The organisation and delivery of this event summed up our approach to engagement as it was in partnership with a number of public, private and third sector organisations and was delivered by staff and students from across the university who were supported centrally. Contributing to such activities for our students is part of the Common Good Curriculum. This centres on providing opportunities to all of our students, within and outside the curriculum, to develop the GCU Common Good Attributes, to equip them with the confidence and capacity to make a positive difference to the communities they will serve and address societal challenges outlined in the UN Sustainable Development Goals.

Our public engagement talking point

During consultation with external organisations in 2016 as part of a refresh of the CPE strategy, the issue of power imbalance came up as a challenge to engagement. This connects to the need for reciprocity as many were frequently left feeling exploited by relationships with universities. They stated ‘dominant discourses’ and ‘personalities’ affect community engagement. Examples included research agendas and the political problematic of ‘not listening to evidence’. Structural issues and the relationship to the state were identified such as the ‘cultural rhetoric of top vs ground’. 

It was felt this impacted upon the community who remain ‘intimidated and skeptical’ regarding what universities do and how research is used. Many organisations reported that they felt that the HEI got much more out of the partnership than they did.

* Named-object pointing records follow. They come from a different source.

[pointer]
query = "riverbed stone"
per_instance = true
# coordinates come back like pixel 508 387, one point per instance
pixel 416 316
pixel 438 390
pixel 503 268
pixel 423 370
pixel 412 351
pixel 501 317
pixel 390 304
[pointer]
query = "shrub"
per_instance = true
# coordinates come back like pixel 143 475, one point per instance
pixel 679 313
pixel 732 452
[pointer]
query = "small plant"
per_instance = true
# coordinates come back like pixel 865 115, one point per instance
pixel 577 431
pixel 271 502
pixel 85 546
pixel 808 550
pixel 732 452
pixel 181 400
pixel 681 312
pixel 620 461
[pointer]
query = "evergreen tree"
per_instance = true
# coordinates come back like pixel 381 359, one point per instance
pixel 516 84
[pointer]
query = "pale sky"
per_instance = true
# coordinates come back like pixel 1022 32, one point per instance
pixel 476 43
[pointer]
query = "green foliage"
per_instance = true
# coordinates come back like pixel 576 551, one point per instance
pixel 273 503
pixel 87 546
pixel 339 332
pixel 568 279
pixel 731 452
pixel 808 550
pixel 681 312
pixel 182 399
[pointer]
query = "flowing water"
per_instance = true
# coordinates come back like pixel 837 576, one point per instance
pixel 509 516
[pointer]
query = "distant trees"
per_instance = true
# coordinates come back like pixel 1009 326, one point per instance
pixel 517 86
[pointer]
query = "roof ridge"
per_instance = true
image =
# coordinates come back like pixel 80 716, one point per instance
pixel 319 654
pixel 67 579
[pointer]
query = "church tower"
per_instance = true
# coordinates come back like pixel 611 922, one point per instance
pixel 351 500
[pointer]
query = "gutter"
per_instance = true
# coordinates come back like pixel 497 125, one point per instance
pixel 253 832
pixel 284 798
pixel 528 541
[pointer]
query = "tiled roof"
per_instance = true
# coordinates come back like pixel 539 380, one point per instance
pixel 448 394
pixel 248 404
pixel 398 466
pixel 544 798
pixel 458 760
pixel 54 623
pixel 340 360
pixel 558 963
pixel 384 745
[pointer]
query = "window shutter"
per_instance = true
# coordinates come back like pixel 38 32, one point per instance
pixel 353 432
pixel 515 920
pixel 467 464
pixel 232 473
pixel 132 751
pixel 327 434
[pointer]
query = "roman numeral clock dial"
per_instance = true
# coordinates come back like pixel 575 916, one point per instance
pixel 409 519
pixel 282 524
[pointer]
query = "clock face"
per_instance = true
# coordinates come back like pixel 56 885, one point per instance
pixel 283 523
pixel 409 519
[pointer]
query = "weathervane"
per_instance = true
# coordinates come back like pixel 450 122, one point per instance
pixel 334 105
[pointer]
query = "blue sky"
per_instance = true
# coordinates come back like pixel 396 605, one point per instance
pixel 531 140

The regularity of this occurrence made them much less likely to engage in future

One solution we have found to this imbalance and have a true partnership of equals is to share the funding between university and community and we have had to adapt our funding structures to make this happen. However we would be interested in other ways universities or organisations have overcome this barrier to true partnership working.

Our public engagement people

A woman that makes things happen.

Susan Grant, Community and Public Engagement Coordinator, @GCUEngagement 

Since 2003 Susan has used her expertise to build reciprocal and sustainable partnerships with community organisations in Glasgow. She is well known, respected and most importantly trusted by the communities she engages with on behalf of GCU. She also supports staff and students across the University as they develop their skills and expertise as community engaged learners, lecturers and researchers. The cultural engagement and common good opportunities and shared benefits which arise from these partnerships has inspired and sustained her longstanding engagement. She believes that ‘bringing in’ community to influence the work going on at GCU is for the benefit of all involved.